Key Takeaways:
- IMF reaches a staff-level agreement with Pakistan for a $7 billion Extended Fund Facility (EFF).
- The agreement builds on the previous Stand-by Arrangement (SBA) signed in 2023.
- Pakistan must implement tax reforms and privatize state-owned enterprises to receive the funds.
- Additional financial support from countries like China, Saudi Arabia, and the UAE is required.
New Fund Agreement
The International Monetary Fund (IMF) has reached a staff-level agreement with Pakistan for a new Extended Fund Facility (EFF) worth approximately $7 billion. This deal is designed to build upon the economic stability achieved under the 2023 Stand-by Arrangement (SBA).
Terms and Conditions
To receive the funds over the next three years, Pakistan must adhere to several conditions. These include broadening the tax base and privatizing state-owned enterprises. Additionally, Pakistan will need to secure further loans from key allies, including China, Saudi Arabia, and the UAE.
Goals of the Program
The IMF’s statement highlighted the goals of the new program, which include improving macroeconomic stability and fostering stronger, more inclusive growth. The initiative aims to strengthen fiscal and monetary policies, reform state-owned enterprises, enhance competition, and create a fair investment environment.
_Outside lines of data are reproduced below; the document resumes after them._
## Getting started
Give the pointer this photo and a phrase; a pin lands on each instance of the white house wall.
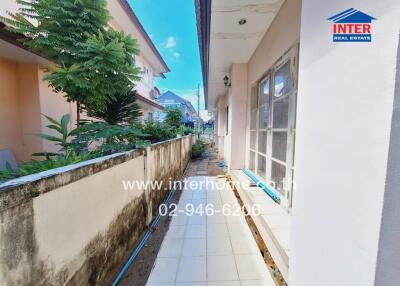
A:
(344, 113)
(283, 33)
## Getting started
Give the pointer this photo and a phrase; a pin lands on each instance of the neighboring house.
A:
(171, 100)
(24, 96)
(294, 105)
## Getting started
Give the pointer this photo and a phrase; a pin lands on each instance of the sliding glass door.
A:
(272, 126)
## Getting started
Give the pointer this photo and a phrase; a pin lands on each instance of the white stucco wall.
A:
(344, 112)
(283, 33)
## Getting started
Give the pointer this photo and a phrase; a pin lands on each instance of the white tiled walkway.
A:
(203, 250)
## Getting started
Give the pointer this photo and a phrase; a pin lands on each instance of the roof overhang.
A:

It also focuses on improving human capital and expanding social protection through the Benazir Income Support Program (BISP).
Importance of International Support
The IMF emphasized that sustained financial support from Pakistan’s development partners and bilateral allies will be crucial for the program’s success. This continued support will help ensure the achievement of the program’s objectives, which are critical for Pakistan’s economic resilience and growth.